The prospect of a new generation of non-kinetic anti-satellite weapons raises a host of troubling questions. What happens if a cyber-hijacked satellite is made to deliberately collide with another satellite? In terms of legalities, what happens if two disabled satellites of the same cluster collide with each other? What happens if two satellites of different clusters but the same country of origin collide? What if the damaged, colliding satellites are from two other countries? Many countries, including the United States, will likely be happy to navigate in these uncharted grey zones of attributability and liability.

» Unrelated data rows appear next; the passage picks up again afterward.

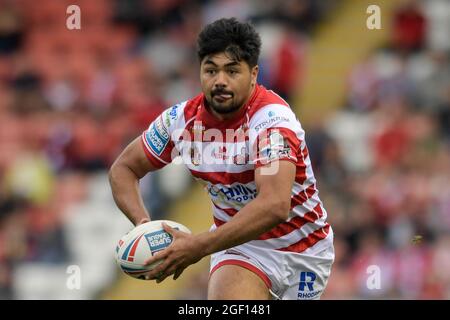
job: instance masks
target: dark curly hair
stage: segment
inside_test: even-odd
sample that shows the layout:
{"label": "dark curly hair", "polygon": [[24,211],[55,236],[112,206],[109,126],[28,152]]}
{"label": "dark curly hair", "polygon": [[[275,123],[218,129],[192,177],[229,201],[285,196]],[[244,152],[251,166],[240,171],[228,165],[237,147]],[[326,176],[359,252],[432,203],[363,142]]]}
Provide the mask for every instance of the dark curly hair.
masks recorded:
{"label": "dark curly hair", "polygon": [[244,60],[252,68],[258,63],[261,38],[250,23],[236,18],[222,18],[208,24],[197,40],[197,54],[200,62],[204,57],[226,52],[237,61]]}

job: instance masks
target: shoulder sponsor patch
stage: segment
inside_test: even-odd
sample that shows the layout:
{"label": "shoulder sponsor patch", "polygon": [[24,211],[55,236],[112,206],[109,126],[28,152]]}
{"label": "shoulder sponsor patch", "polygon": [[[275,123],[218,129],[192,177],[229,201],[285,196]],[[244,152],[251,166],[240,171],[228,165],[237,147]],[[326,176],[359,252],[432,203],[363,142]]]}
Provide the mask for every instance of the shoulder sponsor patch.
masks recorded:
{"label": "shoulder sponsor patch", "polygon": [[162,117],[158,117],[145,132],[145,141],[152,151],[160,156],[169,143],[169,133],[164,127]]}
{"label": "shoulder sponsor patch", "polygon": [[278,131],[270,132],[266,139],[260,141],[259,157],[263,162],[285,158],[296,160],[286,139]]}
{"label": "shoulder sponsor patch", "polygon": [[285,146],[284,137],[278,131],[272,131],[269,134],[269,144],[272,149],[281,149]]}

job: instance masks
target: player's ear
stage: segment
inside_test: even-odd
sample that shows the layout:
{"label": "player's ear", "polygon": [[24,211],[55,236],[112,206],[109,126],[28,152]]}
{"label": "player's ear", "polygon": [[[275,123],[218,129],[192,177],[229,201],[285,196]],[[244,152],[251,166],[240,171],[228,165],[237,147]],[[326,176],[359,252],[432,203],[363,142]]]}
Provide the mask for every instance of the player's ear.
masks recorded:
{"label": "player's ear", "polygon": [[256,84],[256,79],[258,78],[259,66],[256,65],[251,69],[252,74],[252,86]]}

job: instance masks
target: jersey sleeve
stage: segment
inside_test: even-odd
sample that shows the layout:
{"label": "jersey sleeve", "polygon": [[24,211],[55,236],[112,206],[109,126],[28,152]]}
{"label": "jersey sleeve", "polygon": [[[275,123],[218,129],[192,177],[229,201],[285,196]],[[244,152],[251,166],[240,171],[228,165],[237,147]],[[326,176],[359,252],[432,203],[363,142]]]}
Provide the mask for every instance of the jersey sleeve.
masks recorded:
{"label": "jersey sleeve", "polygon": [[250,158],[255,169],[275,160],[296,164],[303,136],[289,107],[274,104],[261,108],[250,121]]}
{"label": "jersey sleeve", "polygon": [[164,110],[141,135],[144,152],[153,167],[157,169],[173,160],[172,132],[176,129],[182,112],[182,104]]}

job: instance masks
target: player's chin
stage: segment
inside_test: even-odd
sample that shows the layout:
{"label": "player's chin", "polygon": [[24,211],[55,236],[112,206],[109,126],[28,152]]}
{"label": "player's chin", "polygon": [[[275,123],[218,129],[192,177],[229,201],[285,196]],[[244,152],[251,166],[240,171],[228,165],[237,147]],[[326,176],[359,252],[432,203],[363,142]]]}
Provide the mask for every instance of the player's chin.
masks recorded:
{"label": "player's chin", "polygon": [[214,111],[220,114],[227,114],[234,111],[234,103],[230,99],[229,101],[217,102],[214,101],[212,104]]}
{"label": "player's chin", "polygon": [[229,114],[229,113],[233,113],[234,111],[235,111],[234,108],[222,108],[222,109],[220,109],[220,110],[216,110],[217,113],[220,113],[220,114],[222,114],[222,115],[226,115],[226,114]]}

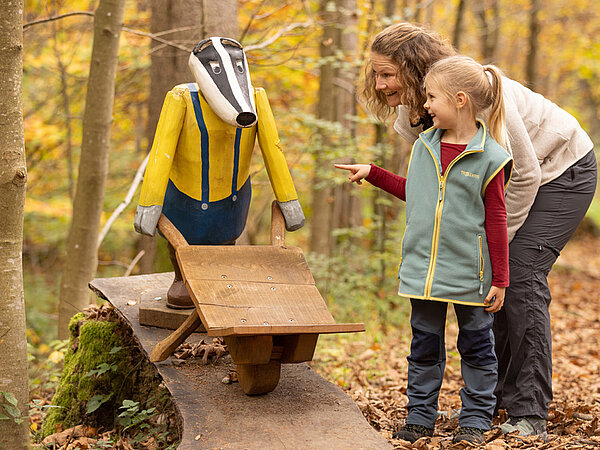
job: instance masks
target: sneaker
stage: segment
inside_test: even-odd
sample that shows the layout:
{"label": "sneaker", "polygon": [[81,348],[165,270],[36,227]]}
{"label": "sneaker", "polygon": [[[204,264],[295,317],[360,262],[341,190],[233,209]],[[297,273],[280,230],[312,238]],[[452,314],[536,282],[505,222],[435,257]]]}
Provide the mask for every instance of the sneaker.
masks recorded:
{"label": "sneaker", "polygon": [[460,427],[454,433],[452,443],[456,444],[460,441],[466,441],[472,444],[483,444],[485,442],[483,430],[474,427]]}
{"label": "sneaker", "polygon": [[422,437],[433,436],[433,428],[427,428],[423,425],[413,425],[407,423],[400,430],[396,431],[392,436],[394,439],[402,439],[408,441],[411,444],[418,441]]}
{"label": "sneaker", "polygon": [[546,419],[540,417],[511,417],[500,425],[500,429],[504,434],[518,431],[519,436],[539,436],[544,442],[548,442]]}

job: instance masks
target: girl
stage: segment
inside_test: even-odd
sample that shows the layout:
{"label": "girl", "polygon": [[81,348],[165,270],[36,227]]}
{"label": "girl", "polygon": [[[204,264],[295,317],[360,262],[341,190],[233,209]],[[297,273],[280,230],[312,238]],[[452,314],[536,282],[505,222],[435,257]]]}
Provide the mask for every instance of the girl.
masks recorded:
{"label": "girl", "polygon": [[[381,70],[378,79],[394,77]],[[383,83],[383,81],[382,81]],[[383,85],[383,84],[382,84]],[[490,429],[498,363],[492,312],[508,286],[504,188],[512,161],[506,150],[500,71],[468,57],[434,64],[425,77],[433,127],[419,135],[406,178],[374,165],[336,165],[349,179],[365,178],[406,200],[406,231],[398,293],[411,299],[408,415],[395,438],[432,436],[445,366],[447,302],[459,324],[458,350],[465,387],[454,442],[482,443]],[[398,95],[389,86],[388,97]],[[489,131],[477,117],[490,108]]]}
{"label": "girl", "polygon": [[[363,94],[380,119],[397,111],[394,129],[409,142],[431,126],[423,77],[455,50],[410,23],[391,25],[371,44]],[[593,144],[569,113],[509,78],[502,78],[506,128],[515,170],[506,192],[510,287],[495,315],[499,363],[496,410],[504,432],[546,436],[552,400],[552,338],[547,276],[594,197]]]}

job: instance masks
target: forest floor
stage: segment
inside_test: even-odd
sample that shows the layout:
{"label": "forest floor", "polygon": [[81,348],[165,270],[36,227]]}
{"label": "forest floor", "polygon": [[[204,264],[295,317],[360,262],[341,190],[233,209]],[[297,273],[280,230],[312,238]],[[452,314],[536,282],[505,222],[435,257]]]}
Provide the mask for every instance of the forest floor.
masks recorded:
{"label": "forest floor", "polygon": [[[576,237],[564,249],[550,276],[552,303],[554,401],[548,420],[549,441],[503,436],[499,428],[486,434],[488,449],[600,448],[600,238]],[[451,310],[451,309],[450,309]],[[453,315],[453,313],[452,313]],[[435,436],[415,444],[392,439],[406,417],[407,361],[410,336],[375,343],[348,343],[336,358],[315,361],[326,378],[337,381],[361,411],[395,448],[469,448],[452,444],[458,420],[462,387],[460,357],[456,349],[458,327],[450,317],[446,331],[448,364],[439,398],[445,415],[438,419]],[[407,333],[408,334],[408,333]],[[344,367],[343,378],[340,368]],[[505,420],[506,413],[494,419]]]}
{"label": "forest floor", "polygon": [[[600,237],[590,235],[573,239],[564,249],[550,277],[553,300],[550,307],[553,333],[554,401],[548,420],[549,442],[537,438],[503,436],[499,428],[486,434],[491,450],[506,448],[540,449],[600,449]],[[449,311],[452,311],[450,309]],[[392,434],[406,417],[406,357],[410,347],[408,324],[406,332],[396,337],[384,336],[373,343],[368,335],[358,338],[328,336],[320,340],[311,365],[322,376],[338,384],[350,395],[369,423],[397,449],[464,449],[471,444],[452,444],[452,433],[458,426],[454,417],[460,408],[462,387],[460,357],[456,349],[458,327],[453,312],[449,313],[446,348],[448,362],[439,398],[443,411],[437,422],[435,436],[415,444],[392,439]],[[53,383],[52,383],[53,384]],[[38,395],[36,402],[48,405],[54,389]],[[505,412],[494,418],[494,425],[505,420]],[[32,414],[32,430],[38,429],[42,414]],[[146,430],[148,432],[148,430]],[[63,432],[66,433],[66,432]],[[150,436],[149,433],[147,436]],[[166,448],[154,437],[138,440],[116,438],[115,430],[86,437],[68,439],[56,448],[100,448],[133,450],[134,448]],[[34,442],[37,439],[34,439]],[[38,441],[39,442],[39,441]],[[109,442],[111,444],[109,444]],[[44,447],[35,445],[35,447]],[[172,448],[172,447],[169,447]]]}

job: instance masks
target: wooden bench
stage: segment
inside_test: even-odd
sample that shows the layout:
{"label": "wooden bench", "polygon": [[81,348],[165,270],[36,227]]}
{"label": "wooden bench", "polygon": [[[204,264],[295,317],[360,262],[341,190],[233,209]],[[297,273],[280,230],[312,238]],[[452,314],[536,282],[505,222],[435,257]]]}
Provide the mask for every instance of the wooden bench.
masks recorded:
{"label": "wooden bench", "polygon": [[271,392],[282,363],[310,361],[321,333],[365,331],[335,323],[299,247],[285,246],[285,224],[273,202],[271,245],[188,245],[162,216],[158,228],[175,248],[195,309],[153,349],[163,361],[200,325],[223,336],[248,395]]}

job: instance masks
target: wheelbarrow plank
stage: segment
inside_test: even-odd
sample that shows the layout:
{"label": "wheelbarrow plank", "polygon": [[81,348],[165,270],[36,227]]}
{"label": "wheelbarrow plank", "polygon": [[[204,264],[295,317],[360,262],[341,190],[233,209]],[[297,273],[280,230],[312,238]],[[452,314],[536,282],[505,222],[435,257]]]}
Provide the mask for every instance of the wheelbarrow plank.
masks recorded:
{"label": "wheelbarrow plank", "polygon": [[315,284],[298,247],[194,245],[177,249],[185,280]]}
{"label": "wheelbarrow plank", "polygon": [[365,326],[362,323],[332,323],[312,325],[236,326],[227,328],[211,328],[207,331],[207,333],[209,336],[256,336],[261,334],[331,334],[355,333],[362,331],[365,331]]}
{"label": "wheelbarrow plank", "polygon": [[207,330],[236,326],[335,324],[314,285],[188,280]]}

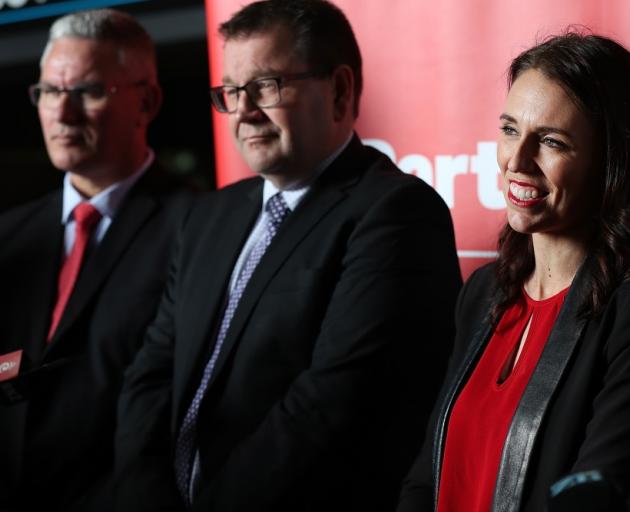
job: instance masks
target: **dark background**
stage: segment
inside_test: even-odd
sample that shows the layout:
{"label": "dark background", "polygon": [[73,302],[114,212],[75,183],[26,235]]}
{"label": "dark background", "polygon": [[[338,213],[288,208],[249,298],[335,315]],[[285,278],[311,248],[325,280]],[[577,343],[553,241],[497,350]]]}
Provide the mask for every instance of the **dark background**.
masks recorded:
{"label": "dark background", "polygon": [[[21,10],[28,15],[40,12],[38,7],[29,0]],[[149,129],[149,142],[158,160],[202,189],[214,188],[203,0],[147,0],[113,7],[134,15],[157,45],[164,104]],[[37,111],[27,94],[39,78],[48,27],[58,15],[3,23],[3,15],[19,10],[0,7],[0,211],[41,196],[62,179],[48,161]]]}

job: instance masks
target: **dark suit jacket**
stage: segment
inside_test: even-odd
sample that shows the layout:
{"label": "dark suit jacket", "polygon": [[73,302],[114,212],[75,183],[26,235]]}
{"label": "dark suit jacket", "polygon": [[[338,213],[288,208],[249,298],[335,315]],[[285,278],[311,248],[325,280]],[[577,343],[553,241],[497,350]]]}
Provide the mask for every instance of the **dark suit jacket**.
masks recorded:
{"label": "dark suit jacket", "polygon": [[[183,231],[121,397],[118,510],[181,507],[174,440],[262,184],[219,191]],[[442,200],[355,137],[240,301],[201,406],[195,510],[393,508],[450,351],[460,282]]]}
{"label": "dark suit jacket", "polygon": [[[583,265],[512,420],[493,511],[544,511],[554,482],[594,469],[623,482],[630,505],[630,282],[613,293],[601,317],[579,320],[589,288]],[[460,294],[447,379],[399,512],[434,510],[448,416],[492,336],[488,313],[496,298],[493,265],[473,274]]]}
{"label": "dark suit jacket", "polygon": [[85,262],[48,344],[62,194],[0,216],[0,353],[24,349],[26,374],[25,400],[0,405],[0,510],[90,509],[82,500],[111,469],[123,371],[155,314],[189,209],[178,188],[157,168],[135,184]]}

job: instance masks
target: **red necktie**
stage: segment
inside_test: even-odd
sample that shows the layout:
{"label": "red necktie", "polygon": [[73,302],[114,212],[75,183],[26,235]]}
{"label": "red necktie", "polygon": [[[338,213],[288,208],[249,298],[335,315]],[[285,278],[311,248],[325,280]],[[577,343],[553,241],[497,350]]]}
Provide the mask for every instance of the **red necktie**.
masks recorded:
{"label": "red necktie", "polygon": [[90,236],[94,227],[101,219],[101,214],[90,203],[79,203],[74,208],[75,237],[74,245],[70,254],[63,262],[61,272],[59,272],[59,283],[57,285],[57,302],[52,314],[52,321],[48,331],[48,341],[50,341],[59,325],[63,310],[66,308],[74,284],[79,276],[81,264],[85,256],[85,249],[90,241]]}

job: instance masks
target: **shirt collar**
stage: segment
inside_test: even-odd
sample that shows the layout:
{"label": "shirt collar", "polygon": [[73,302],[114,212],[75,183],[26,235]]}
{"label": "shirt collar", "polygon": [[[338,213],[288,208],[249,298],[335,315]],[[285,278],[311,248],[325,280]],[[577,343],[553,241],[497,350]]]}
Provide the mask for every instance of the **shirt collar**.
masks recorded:
{"label": "shirt collar", "polygon": [[[118,181],[102,190],[89,199],[89,203],[96,208],[103,217],[112,219],[116,211],[127,196],[133,185],[141,178],[155,160],[155,153],[149,148],[146,159],[142,165],[124,180]],[[72,185],[70,173],[66,173],[63,179],[63,208],[61,212],[61,223],[67,224],[75,207],[85,201],[86,198]]]}

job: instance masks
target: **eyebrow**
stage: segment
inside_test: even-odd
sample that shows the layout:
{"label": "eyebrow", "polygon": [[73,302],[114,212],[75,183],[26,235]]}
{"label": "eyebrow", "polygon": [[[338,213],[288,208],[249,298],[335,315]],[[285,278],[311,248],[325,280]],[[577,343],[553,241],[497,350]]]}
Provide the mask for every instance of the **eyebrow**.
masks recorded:
{"label": "eyebrow", "polygon": [[[516,119],[514,119],[511,115],[505,114],[505,113],[499,116],[499,120],[507,121],[508,123],[518,124],[518,121]],[[556,128],[554,126],[538,126],[536,131],[541,132],[541,133],[557,133],[560,135],[564,135],[565,137],[568,137],[569,139],[573,139],[573,135],[571,134],[571,132],[568,132],[567,130],[563,130],[562,128]]]}

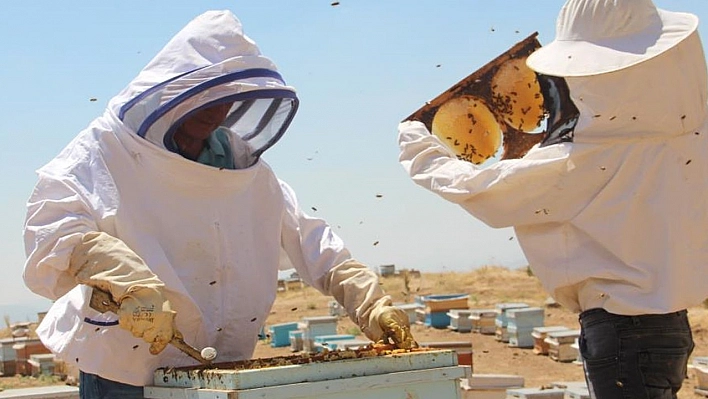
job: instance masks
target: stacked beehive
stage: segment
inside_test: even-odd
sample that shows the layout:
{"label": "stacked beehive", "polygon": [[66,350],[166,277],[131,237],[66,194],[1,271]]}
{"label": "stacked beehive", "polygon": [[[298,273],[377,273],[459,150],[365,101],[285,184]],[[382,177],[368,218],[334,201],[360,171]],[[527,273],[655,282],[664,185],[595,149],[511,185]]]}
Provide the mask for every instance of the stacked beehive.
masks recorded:
{"label": "stacked beehive", "polygon": [[565,331],[569,330],[565,326],[543,326],[536,327],[531,331],[531,336],[533,337],[533,353],[537,355],[548,355],[548,342],[546,342],[546,337],[549,332]]}
{"label": "stacked beehive", "polygon": [[546,336],[548,357],[557,362],[572,362],[578,358],[578,350],[573,347],[580,330],[549,332]]}
{"label": "stacked beehive", "polygon": [[527,307],[509,309],[507,311],[507,333],[509,346],[516,348],[533,348],[531,333],[536,327],[543,326],[543,309]]}
{"label": "stacked beehive", "polygon": [[696,376],[695,393],[708,396],[708,357],[694,357],[688,367]]}
{"label": "stacked beehive", "polygon": [[496,318],[496,309],[471,309],[470,324],[472,325],[472,332],[494,335],[497,331]]}
{"label": "stacked beehive", "polygon": [[[450,325],[448,312],[451,309],[468,309],[468,294],[426,295],[418,297],[424,310],[418,309],[417,322],[434,328],[447,328]],[[421,322],[421,316],[423,318]]]}
{"label": "stacked beehive", "polygon": [[507,399],[563,399],[564,388],[518,388],[507,389]]}
{"label": "stacked beehive", "polygon": [[314,316],[304,317],[298,323],[298,329],[302,330],[302,350],[305,352],[315,352],[315,337],[320,335],[337,334],[337,316]]}
{"label": "stacked beehive", "polygon": [[497,310],[497,317],[494,320],[494,323],[496,325],[496,339],[497,341],[501,342],[509,342],[509,334],[507,333],[507,325],[508,325],[508,320],[507,320],[507,311],[510,309],[519,309],[519,308],[527,308],[529,307],[528,304],[526,303],[521,303],[521,302],[507,302],[507,303],[498,303],[496,306]]}
{"label": "stacked beehive", "polygon": [[472,331],[471,311],[469,309],[450,309],[447,316],[450,318],[450,325],[447,328],[457,332]]}
{"label": "stacked beehive", "polygon": [[296,322],[273,324],[268,328],[270,334],[270,346],[279,348],[290,345],[290,332],[298,328]]}

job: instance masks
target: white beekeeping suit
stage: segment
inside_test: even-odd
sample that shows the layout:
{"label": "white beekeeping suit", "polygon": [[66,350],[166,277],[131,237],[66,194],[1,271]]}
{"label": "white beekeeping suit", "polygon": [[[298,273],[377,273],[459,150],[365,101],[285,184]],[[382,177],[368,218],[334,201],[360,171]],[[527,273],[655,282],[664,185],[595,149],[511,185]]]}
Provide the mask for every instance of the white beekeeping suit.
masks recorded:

In short, the apparent move away from direct-ascent anti-satellite weapons is not what it seems. It was very likely made to secure the short-term objectives of the United States and its burgeoning space interests, both commercial and strategic. It certainly does not mark the dawn of a new era of international amity in orbit. On the contrary: the coming generation of space weapons could target space businesses and may become a facet of industrial and economic warfare. To forestall this, the United Nations must address the chronic and growing problem of satellite overcrowding in low-Earth orbit, which is potentially even more dangerous than anti-satellite weapons testing. Not all threats to constructive human activity in space can be attributed to overtly aggressive intentions. The larger problem is that simple orbital overpopulation can render inner space effectively useless to all, even if the anti-satellite weapons are entirely eliminated.